For those of you who aren’t as familiar with Oracle RAC, Oracle’s distributed clustering technology, Oracle basically requires that all the nodes in a RAC cluster be able to ssh or rsh to each other as the database user without passwords. This even includes that the node be able to ssh to itself without a password.
Prior to ssh, people used rsh for this kind of remote command execution, but there were a number of notable drawbacks to using rsh. The first was that communications were unencrypted – that may or may not be an issue, considering that if you weren’t using passwords, there wasn’t necessarily sensitive information to sniff on the wire. The second was that hosts were authenticated based on IP address or hostname – both of which can be spoofed, and hence it wasn’t possible to authoritatively identify hosts. The third issue was that the user equivalence basically trusted that the originating host was being truthful about who the user is – that is, I might connect to server A using rsh, and say, “I’m mzito @ mycomputer”, and serverA has no definitive way to authenticate that I am actually mzito.

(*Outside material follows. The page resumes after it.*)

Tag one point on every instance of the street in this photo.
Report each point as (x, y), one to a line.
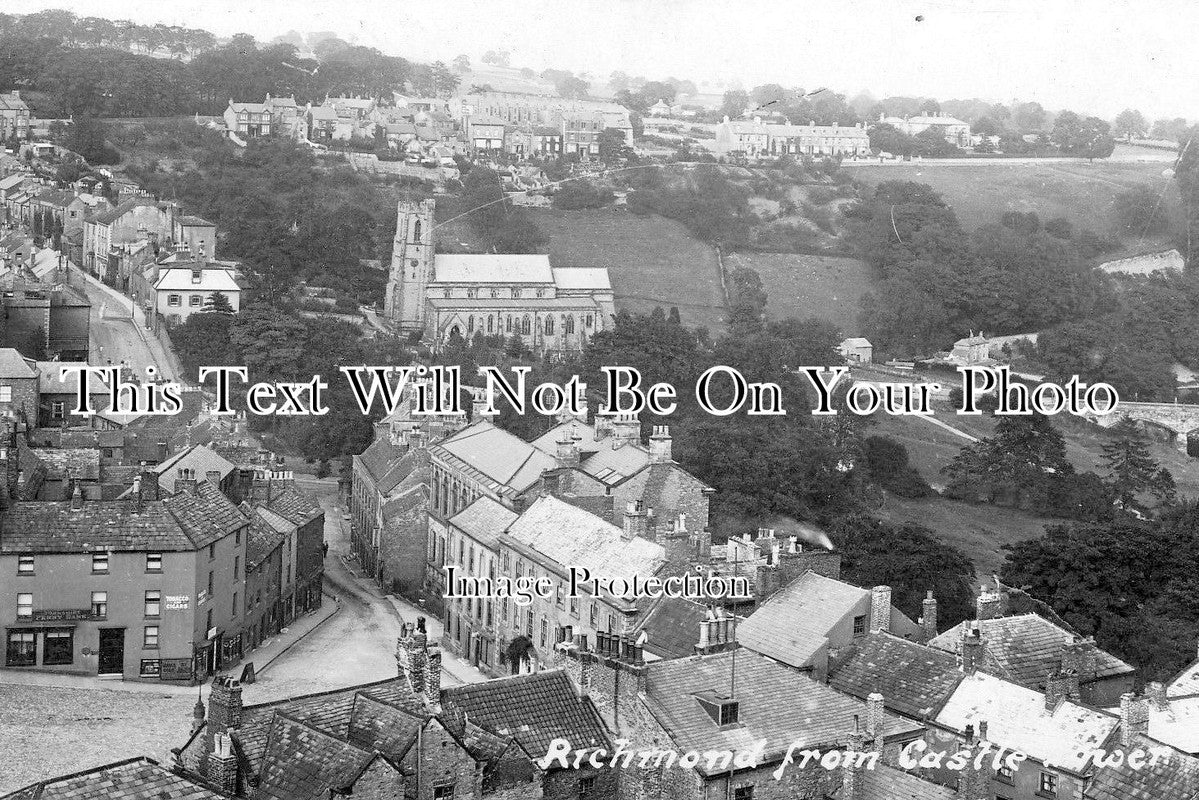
(115, 336)
(359, 643)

So, SSH is the vastly more enlightened way to do this sort of passwordless authentication, as it addresses all of the complaints about rsh through strong cryptography. Basically, SSH encrypts all client-server communications, and provides users and services with a key-based mechanism for identifying themselves to other parties, very similarly to how SSL works with HTTPS. Like many things, it works really well until it doesn’t, and then you’re stuck in troubleshooting hell.

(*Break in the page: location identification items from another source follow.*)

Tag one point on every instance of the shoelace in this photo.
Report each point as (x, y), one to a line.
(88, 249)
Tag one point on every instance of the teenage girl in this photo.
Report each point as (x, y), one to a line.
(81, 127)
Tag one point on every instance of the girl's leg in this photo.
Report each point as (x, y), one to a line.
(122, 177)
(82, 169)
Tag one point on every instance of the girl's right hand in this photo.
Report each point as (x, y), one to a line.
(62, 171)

Let’s quickly look at an overview of the process for setting this up. Normally when you ssh to a machine, you get a password prompt:
matthew-zitos-macbook:~ mzito$ ssh testacct@crackpot1-dev testacct@crackpot1-dev's password: Last login: Thu Jan 29 21:44:15 2009 from (my ip) [testacct@crackpot1-dev ~]$
Simple enough. So let’s say we want to ssh to crackpot1-dev as testacct without a password. The first thing we have to do is generate a key:
matthew-zitos-macbook:~ mzito$ whoami mzito matthew-zitos-macbook:~ mzito$ ssh-keygen -t rsa Generating public/private rsa key pair. Enter file in which to save the key (/Users/mzito/.ssh/id_rsa): Enter passphrase (empty for no passphrase): Enter same passphrase again: Your identification has been saved in /Users/mzito/.ssh/id_rsa. Your public key has been saved in /Users/mzito/.ssh/id_rsa.pub. The key fingerprint is: 6c:ee:e7:a5:42:e9:48:9e:20:4a:9d:ca:fd:a2:b2:e1 firstname.lastname@example.org
What did we just do? The short answer is that we generated a unique identifier for my user. The longer answer is that we have generated a public and a private key that can be used to authenticate me to any ssh daemon that is configured to trust my key. We’ll cover the technology behind public/private key encryption later, but suffice it to say that I can give my public key (id_rsa.pub) to someone, keep my private key (id_rsa) to myself, and I can prove I am who I say I am to the person who has the public key. Looking at it another way, as long as i keep my private key private, i can generate a signature with my private key that anyone with my public key can verify is me.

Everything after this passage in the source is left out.